I located Mrs. R. stretched out on the couch, eyes half-closed, silly grin on her face, a pipe smoking away in her hand, and a bottle of beer nestled in the crook of her arm. Our conversation went something like this:

Me: “Mrs. R? It looks like John has maybe thrown-up in your car…”

Mrs. R: (blissfully) “Hey everybody, Jane’s here! Everyone say ‘Hi’ to Jane!”

Me: “Ummmm Hi. Mrs. R. There’s a couple of your planters in the pool, too, but John appears to have…”

Mrs. R: (merrily) “Do you have something to drink? Hey, someone get Jane a drink!”

Me: “I’m good, thanks, but I thought you might want to know about John as it’s your car that…”

Mrs. R: (cheerfully) “I’d get you one myself but I’m into this couch and I’m not going anywhere!”

Me: “Ummm…your car…”

Mrs. R: “Hey! How’s your mother? Did she stay? Is she here?”

I didn’t stick around long enough to tell her that my mother would likely rather slide bamboo shoots under her own nails than attend this party.

Fortunately even we kids were sufficiently unimpressed with the evening’s events that we self-regulated and left the party on our own accord, one of us calling a parent and deftly suggesting that we would meet them at the bottom of the driveway as it was quite steep (so thoughtful!). We skipped out of there before Heather’s mum really scared us and started ripping the labels off the cans in her own cupboard in some kind of misguided act of solidarity with the teenagers hanging out in her kitchen.

I was quizzed the next day by my mum about how things had gone and why we were all home early. I said something about there being too many people there. Later I heard her on the phone to the mum of one of my friends who had an older brother. They were discussing all the kids in our neighbourhood and who could be trusted. I know now that she was squirreling this info away, just waiting for my younger brother’s long dark teenage years ahead.

I’m not sure I have a game plan for when Jacob starts attending parties. He’s been to a few already but nothing like the ones I used to attend. I’m sure I’ll blunder through it, just like my mum did, but hopefully armed with a bit more knowledge than she ever had. Like I’m pretty sure she didn’t know about lemon gin for example. I guess she couldn’t really have anticipated the state of Heather’s mum either. And that’s the bit that worries me. What don’t I know now? I might think I’ve got it all figured out but there are clearly going to be some info missing.

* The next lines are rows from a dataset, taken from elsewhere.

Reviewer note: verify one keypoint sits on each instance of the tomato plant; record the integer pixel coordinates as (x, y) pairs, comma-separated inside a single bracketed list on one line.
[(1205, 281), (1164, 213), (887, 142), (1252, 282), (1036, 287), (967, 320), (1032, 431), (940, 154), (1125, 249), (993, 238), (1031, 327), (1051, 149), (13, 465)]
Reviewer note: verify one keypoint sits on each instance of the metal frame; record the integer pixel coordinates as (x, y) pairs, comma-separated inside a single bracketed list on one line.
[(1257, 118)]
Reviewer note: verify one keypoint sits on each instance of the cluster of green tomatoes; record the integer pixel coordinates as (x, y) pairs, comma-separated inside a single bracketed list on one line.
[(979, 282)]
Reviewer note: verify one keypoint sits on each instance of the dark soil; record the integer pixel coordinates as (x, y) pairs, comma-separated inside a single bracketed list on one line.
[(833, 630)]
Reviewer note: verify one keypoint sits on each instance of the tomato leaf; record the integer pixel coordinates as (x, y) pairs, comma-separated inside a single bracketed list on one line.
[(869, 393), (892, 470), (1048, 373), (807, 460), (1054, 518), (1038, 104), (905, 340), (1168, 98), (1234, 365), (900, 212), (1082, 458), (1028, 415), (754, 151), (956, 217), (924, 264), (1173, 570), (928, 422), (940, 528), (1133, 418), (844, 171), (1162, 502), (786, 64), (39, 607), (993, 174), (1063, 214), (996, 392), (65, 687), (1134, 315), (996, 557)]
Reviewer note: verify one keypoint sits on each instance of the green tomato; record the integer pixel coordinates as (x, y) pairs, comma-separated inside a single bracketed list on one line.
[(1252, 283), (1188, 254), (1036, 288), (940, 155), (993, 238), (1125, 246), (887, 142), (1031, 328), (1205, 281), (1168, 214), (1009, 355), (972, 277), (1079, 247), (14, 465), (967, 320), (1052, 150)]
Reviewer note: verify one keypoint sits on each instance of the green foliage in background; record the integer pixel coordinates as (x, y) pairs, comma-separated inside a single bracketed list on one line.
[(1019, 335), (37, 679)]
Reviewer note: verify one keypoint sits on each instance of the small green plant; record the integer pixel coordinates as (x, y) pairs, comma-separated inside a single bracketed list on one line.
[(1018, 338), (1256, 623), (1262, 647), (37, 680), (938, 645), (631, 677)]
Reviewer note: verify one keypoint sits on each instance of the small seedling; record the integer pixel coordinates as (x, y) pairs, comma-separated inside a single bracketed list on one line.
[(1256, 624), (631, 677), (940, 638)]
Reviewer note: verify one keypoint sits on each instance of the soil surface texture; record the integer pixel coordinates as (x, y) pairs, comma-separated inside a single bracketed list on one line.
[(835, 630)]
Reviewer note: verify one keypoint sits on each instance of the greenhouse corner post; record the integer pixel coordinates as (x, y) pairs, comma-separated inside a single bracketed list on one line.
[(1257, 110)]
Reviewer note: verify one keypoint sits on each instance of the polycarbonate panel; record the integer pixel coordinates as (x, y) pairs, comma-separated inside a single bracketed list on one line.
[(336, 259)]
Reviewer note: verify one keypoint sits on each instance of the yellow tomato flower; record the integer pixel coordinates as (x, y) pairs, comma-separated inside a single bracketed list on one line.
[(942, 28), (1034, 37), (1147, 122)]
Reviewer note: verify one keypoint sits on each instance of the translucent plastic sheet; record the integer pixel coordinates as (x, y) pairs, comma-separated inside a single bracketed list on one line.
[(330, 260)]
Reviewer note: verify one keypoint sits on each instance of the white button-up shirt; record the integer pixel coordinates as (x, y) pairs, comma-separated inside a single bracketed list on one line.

I also know that today’s version of Lemon Gin is probably a whole lot more dangerous. (Although there was that warning on the label about possible blindness which we never actually knew about until later as we were too drunk to read it.) I just don’t want to learn this stuff the hard way. But I’m not sure there is another way.

So when Jacob is invited to a party and tells me that ‘their parents will totally be home’, I’ll probably drive right to the end of the driveway to drop him off and I may just head right on into the living room and see exactly what ‘at home’ means. And they don’t make Lemon Gin anymore, right?